Because of concerns about diversity, the Seth Boyden Elementary School in Maplewood has decided to not hold any Halloween celebrations this year — and other Garden State schools may be re-thinking their plans for Halloween.

Children in Halloween costumes

According to Frank Belluscio, the deputy executive director of the New Jersey School Boards Association, any decision about whether to observe Halloween, whether it’s a parade or an in-school event, is at the discretion of the local school districts and local administrators take many factors into consideration.

“There are some religious groups that prohibit their members from participating in a holiday such as Halloween, and the district has to consider those children and make reasonable accommodations if in fact they are going to proceed and have any type of celebration," he said.

If there is a Halloween party, Belluscio points out, decisions have to be made about what kind of costumes to allow.

“Many school districts do not the types of costumes that may promote certain poor behavior. Many of the superhero costumes may in fact do that,” Belluscio said. “They might promote certain types of behavior, such as students imitating the martial arts. You know. in many cases it might really encourage rough-housing as we used to call it.”

Also, Halloween treats aren’t what they used to be.

“We do have in our cafeterias, some very strict nutritional guidelines, particularly when it comes to something like processed sugar," he said.

Belluscio adds other type costumes that call for some type of a pretend weapon to be carried – like a police officer or soldier – will usually not be allowed.

“You don’t want to have any type of costume that will be disruptive,” he said. “It’s almost the same as most school district’s dress policies. Any type of attire that is considered disruptive to the educational environment is not allowed.”

Kristin O’Connor, a parent in Maplewood, says she got a letter from her son’s elementary school saying plans for a Halloween celebration had been scrapped because 20 percent of the students don’t participate for religious or cultural reasons.

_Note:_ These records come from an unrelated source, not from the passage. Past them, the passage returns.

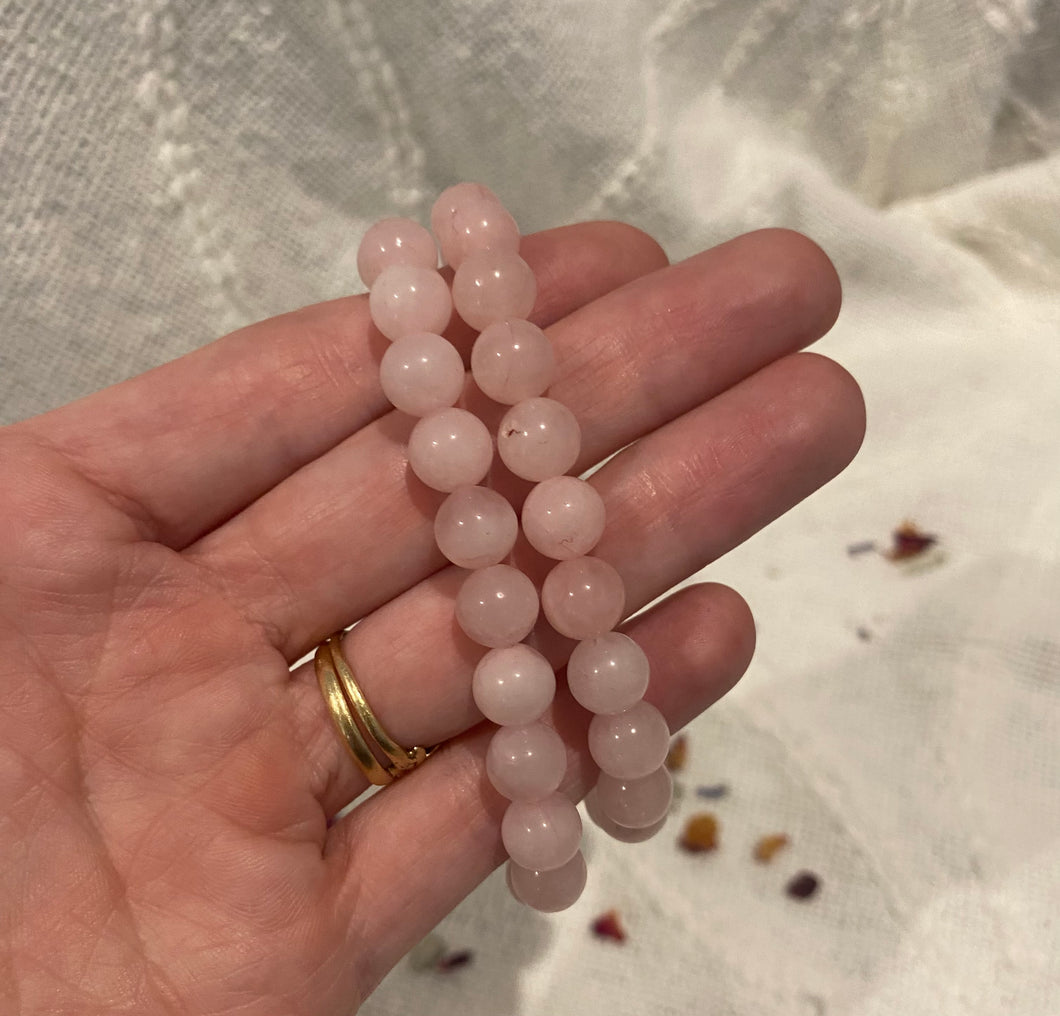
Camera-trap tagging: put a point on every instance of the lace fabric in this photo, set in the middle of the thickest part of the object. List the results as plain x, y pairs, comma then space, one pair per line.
173, 170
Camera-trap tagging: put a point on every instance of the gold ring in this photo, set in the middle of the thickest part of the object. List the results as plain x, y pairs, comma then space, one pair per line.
375, 753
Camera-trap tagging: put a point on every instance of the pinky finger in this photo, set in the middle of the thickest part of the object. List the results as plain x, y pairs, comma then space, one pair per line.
416, 851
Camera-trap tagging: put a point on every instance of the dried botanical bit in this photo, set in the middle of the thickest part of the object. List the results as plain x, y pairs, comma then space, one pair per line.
769, 845
802, 886
607, 926
907, 541
677, 756
700, 834
425, 955
453, 961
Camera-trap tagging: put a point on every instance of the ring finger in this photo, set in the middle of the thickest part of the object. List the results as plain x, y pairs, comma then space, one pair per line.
353, 529
675, 501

According to, the letter sent home by Principal Mark Quiles and two co-presidents of the PTA reads in part: "Last year, 120 students did not participate in the in-school Halloween celebrations and many other families kept their children home on that day."

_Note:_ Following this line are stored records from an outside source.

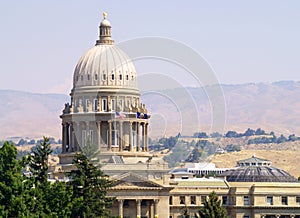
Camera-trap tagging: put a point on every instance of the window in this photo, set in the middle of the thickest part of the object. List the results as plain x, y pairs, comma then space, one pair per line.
126, 203
95, 105
87, 137
269, 200
182, 199
246, 200
113, 104
144, 203
203, 198
83, 138
193, 199
104, 104
87, 104
284, 201
115, 138
121, 103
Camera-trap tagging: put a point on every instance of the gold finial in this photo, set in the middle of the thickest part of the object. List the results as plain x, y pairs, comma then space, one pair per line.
104, 15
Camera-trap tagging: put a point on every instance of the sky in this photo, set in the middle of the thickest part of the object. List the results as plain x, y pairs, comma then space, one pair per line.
243, 41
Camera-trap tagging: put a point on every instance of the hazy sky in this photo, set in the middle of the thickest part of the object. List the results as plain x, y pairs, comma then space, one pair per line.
244, 41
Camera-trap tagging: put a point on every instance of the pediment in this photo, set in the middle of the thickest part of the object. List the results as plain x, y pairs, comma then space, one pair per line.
130, 180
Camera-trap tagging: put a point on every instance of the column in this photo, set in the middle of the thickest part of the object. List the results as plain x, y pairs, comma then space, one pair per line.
151, 212
156, 208
110, 135
67, 137
130, 136
76, 131
79, 137
71, 144
99, 134
120, 201
143, 136
138, 208
146, 136
138, 136
121, 136
63, 137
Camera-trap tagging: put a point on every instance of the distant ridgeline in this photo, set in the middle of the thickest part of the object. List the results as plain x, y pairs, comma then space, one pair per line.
198, 147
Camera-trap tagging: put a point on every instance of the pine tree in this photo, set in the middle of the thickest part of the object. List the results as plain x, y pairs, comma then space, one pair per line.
90, 187
38, 161
49, 199
12, 199
212, 208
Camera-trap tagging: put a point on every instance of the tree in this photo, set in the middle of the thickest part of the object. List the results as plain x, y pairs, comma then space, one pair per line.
11, 183
38, 161
212, 208
90, 186
49, 199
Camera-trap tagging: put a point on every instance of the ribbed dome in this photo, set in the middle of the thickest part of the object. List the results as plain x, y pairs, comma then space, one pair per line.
105, 65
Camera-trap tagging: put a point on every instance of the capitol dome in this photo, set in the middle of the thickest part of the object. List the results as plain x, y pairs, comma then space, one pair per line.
105, 65
257, 170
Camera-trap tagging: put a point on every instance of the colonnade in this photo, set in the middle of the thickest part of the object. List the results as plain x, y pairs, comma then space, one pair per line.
153, 212
72, 134
280, 216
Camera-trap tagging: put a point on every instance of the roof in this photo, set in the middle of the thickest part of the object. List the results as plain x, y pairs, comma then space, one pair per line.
258, 174
202, 182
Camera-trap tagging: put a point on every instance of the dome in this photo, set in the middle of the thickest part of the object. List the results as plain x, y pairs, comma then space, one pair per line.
105, 23
105, 65
257, 170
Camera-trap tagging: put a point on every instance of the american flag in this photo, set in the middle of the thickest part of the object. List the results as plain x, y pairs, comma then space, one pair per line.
119, 115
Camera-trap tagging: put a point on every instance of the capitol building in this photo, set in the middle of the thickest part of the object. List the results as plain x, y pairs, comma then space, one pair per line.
105, 113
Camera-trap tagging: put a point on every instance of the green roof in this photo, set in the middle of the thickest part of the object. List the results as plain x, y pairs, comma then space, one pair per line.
202, 183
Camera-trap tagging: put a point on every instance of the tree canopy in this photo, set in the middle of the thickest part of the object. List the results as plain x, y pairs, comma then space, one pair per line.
212, 208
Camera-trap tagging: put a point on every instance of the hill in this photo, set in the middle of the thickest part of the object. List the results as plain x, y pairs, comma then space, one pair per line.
270, 106
31, 115
287, 160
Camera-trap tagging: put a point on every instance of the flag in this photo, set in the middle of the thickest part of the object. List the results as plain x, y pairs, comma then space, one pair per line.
138, 114
119, 115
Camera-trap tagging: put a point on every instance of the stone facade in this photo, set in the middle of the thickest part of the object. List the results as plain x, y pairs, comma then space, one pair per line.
105, 112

The letter said Seth Boyden is "such a diverse community, with many cultures represented, and that we truly value each one."

However, O’Connor notes other schools in the district are still having Halloween festivities. reports Superintendent of Schools Dr. John Ramos supported the school's prerogative to cancel Halloween activities, even though his predecessor reversed a similar decision last year.

“We’re concerned and disappointed. In the interest of fairness, there should be one policy for the whole district if diversity is really an issue," O’Connor said. “It’s okay to ban Halloween but not Valentine’s Day? That doesn’t make sense.”

O’Connor said having a Halloween celebration should be voluntary for any students that want to participate.

“I wouldn’t stand for them forcing someone to participate in it that went against their beliefs, but this is insane," she said. "Soon there may not be any holidays, by the time everything is said and done it’ll be nothing but school, homework, recess if you’re lucky and maybe you’re not, and then come home.”